Homosexuality is nothing more than "mental damage," says a World Cup ambassador in a ZDF documentary recorded well before the start of the tournament. It will be broadcast just a few days before the start of the World Cup. It is escalating the already raging "Boycott Qatar" movement in Germany. Other European countries are also moving further away from the biggest tournament in world football. The camel's back has long since overflowed, and the boycott ultimately caused TV ratings to plummet in Germany.

This is also an issue in Qatar. The fans and journalists who have traveled from non-European countries keep wondering how it could have happened. They say that "Europeans have to learn that the world doesn't just revolve around them" and also feel sorry for Germany. "The tournament is only every four years. You don't have to flog yourself," she says, and the tournament just goes on. Dissatisfaction with the corrupt football system is not always in the foreground, as the jubilant pictures from Argentina show.

However, despite all the criticism and lack of understanding for the European positions, the excesses of modern football have led to that very Qatari capitalism, at the center of which is the complete disappearance of the individual. For every worker who died in connection with the World Cup, there are already ten new queues, as can be seen from the crowds that have gathered in Doha.

In conversations, they talk about life in their homeland and how they experience an appreciation of their existence in the conditions that are described as pathetically too positive for European conditions. The workers from Bangladesh, Nepal, India, the Philippines and the workers from the African states are present everywhere in the cityscape, they are the filling material that makes Doha a never-sleeping entity.

Late at night they sit in front of the never-ending cafés and small supermarkets. They drink tea during the break and then go back to the construction sites where they work at night to escape the heat. The ban on daytime work is one of the improvements in workers' rights claimed by Qatar.
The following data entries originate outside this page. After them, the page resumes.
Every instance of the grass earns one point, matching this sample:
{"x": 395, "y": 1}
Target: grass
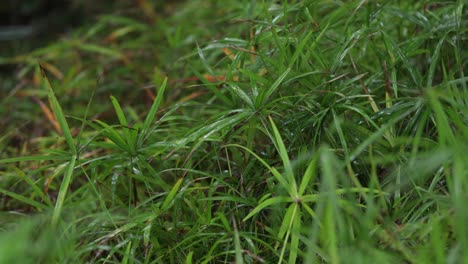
{"x": 241, "y": 132}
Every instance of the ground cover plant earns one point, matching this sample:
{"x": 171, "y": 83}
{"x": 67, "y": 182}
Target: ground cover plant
{"x": 240, "y": 132}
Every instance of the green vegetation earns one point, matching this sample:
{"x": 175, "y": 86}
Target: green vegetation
{"x": 241, "y": 132}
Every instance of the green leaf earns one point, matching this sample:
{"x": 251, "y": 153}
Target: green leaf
{"x": 63, "y": 190}
{"x": 59, "y": 114}
{"x": 267, "y": 203}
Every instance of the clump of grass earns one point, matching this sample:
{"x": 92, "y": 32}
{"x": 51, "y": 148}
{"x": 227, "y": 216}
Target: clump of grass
{"x": 293, "y": 132}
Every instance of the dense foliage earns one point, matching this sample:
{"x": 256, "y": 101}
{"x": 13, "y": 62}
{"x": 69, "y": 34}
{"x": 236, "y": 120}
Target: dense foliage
{"x": 241, "y": 131}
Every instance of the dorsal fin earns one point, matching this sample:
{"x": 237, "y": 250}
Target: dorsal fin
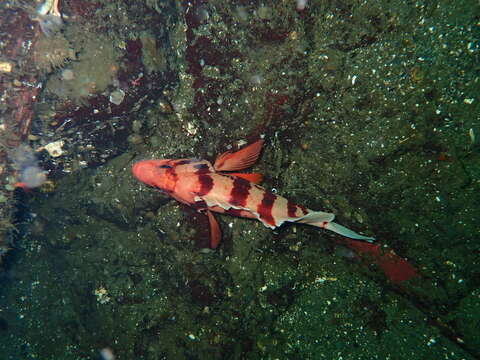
{"x": 239, "y": 160}
{"x": 256, "y": 178}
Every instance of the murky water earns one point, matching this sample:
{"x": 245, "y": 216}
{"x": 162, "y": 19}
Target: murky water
{"x": 369, "y": 110}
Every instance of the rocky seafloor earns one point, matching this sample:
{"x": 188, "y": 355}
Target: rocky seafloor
{"x": 369, "y": 110}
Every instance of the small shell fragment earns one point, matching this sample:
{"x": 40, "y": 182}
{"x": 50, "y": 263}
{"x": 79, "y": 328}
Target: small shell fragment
{"x": 55, "y": 148}
{"x": 117, "y": 96}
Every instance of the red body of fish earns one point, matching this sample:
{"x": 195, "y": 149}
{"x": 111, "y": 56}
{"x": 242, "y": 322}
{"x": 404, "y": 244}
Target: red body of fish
{"x": 216, "y": 188}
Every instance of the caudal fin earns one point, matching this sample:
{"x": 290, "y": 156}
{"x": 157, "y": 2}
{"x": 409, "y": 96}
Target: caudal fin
{"x": 342, "y": 230}
{"x": 324, "y": 220}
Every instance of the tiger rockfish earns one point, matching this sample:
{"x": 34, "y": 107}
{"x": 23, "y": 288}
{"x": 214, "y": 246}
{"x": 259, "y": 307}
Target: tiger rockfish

As can be observed on walks through Doha, Qatari capitalism otherwise teaches them to take personal responsibility.

As in the past in the collieries of the Ruhr area, a number of warnings can be seen at a construction site near the central hub of the city, the Msheireb train station, which is described as model construction site. "Meet the person responsible for your safety" is written above a mirror in the entrance area, next to which is a sign saying "Safety is everyone's responsibility".

Just a few meters further into the construction site area, a sign encourages the workers: "No accidents must be the goal." An information board with the most important safety instructions teaches: avoid heat, drink plenty of water, be careful with defective power cables, protect yourself from drills and saws flying around and always remember that a "near miss today" could be an accident tomorrow. One that, in the worst case, adds another number to the death count.